Dinnerly holds around a 3.8–4.0 out of 5 across major review platforms. Consistent praise for low pricing and simple recipes. Common complaints: small portions, occasional missing ingredients, customer service response times.

EveryPlate sits at around 4.0–4.2 out of 5. Positive feedback for recipe variety and physical cards. Common complaints: shipping costs, repetitive menus after extended use, portion adequacy.

Both have more satisfied than dissatisfied customers, which for subscription food services is a reasonable bar. Neither is exceptional. Neither is a mess.


Which Meal Kit Is Worth Your Money in 2026?

Choose Dinnerly if: you want the absolute lowest per-serving cost, you're cooking for a family that eats simple meals, and you don't need hand-holding through recipes. The digital-only format is a non-issue if you're comfortable pulling up a phone while cooking.
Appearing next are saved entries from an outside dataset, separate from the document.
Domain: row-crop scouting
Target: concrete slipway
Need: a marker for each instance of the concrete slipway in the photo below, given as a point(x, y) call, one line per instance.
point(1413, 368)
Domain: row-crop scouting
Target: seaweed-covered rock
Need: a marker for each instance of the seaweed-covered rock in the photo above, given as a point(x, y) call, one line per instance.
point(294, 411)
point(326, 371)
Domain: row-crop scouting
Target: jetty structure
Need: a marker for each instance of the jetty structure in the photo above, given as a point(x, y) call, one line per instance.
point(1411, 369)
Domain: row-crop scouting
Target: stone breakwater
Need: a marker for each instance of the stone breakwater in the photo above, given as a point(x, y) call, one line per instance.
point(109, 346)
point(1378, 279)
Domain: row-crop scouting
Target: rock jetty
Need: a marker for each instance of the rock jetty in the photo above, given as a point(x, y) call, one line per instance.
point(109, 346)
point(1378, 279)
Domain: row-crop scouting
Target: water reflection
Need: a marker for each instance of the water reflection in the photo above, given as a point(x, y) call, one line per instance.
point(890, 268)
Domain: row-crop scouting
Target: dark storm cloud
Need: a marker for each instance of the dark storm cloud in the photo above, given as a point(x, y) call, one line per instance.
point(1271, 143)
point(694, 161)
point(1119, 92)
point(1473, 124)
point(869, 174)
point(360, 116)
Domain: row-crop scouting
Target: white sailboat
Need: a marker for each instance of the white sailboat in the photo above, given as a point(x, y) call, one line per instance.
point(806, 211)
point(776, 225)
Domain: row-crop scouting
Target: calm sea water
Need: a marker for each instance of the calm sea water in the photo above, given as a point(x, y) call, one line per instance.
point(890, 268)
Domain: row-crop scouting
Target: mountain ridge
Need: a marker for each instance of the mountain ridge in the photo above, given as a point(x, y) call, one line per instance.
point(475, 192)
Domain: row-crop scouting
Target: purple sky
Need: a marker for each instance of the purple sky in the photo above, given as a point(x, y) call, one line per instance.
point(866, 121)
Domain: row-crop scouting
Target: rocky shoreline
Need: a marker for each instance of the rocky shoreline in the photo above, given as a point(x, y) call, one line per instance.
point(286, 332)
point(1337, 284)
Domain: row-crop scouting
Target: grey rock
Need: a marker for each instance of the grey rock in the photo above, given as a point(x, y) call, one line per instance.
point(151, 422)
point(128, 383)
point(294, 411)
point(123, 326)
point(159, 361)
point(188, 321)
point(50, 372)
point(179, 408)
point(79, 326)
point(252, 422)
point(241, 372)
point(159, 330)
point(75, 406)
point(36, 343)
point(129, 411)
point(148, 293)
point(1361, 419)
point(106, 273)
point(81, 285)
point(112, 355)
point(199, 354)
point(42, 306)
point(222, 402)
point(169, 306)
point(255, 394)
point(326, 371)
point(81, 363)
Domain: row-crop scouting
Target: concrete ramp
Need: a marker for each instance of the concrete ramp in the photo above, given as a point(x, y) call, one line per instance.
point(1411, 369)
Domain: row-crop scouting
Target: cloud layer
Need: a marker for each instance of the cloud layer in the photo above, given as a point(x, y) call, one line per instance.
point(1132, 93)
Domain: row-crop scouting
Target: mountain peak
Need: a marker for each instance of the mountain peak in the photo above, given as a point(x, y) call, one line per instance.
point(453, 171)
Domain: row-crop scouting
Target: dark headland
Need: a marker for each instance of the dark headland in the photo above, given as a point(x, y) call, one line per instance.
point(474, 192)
Choose EveryPlate if: you want a slightly more engaging cooking experience, appreciate physical recipe cards, and value a marginally more varied menu. The ~$0.30–$0.50 per serving premium over Dinnerly buys you a noticeably more polished product.

The honest take: both are worth trying with an intro offer (both regularly discount first boxes to $1.49–$2.99 per serving). Use the introductory period to genuinely evaluate whether the meals, portions, and delivery schedule fit your household. If after 3–4 boxes the meals feel repetitive or underwhelming, neither service is going to improve — cut and move on.

Start with Dinnerly if budget is the primary driver. Start with EveryPlate if you want a slightly better overall experience for a few dollars more per week. Either way, commit to a 4-box trial before deciding if it's a keeper.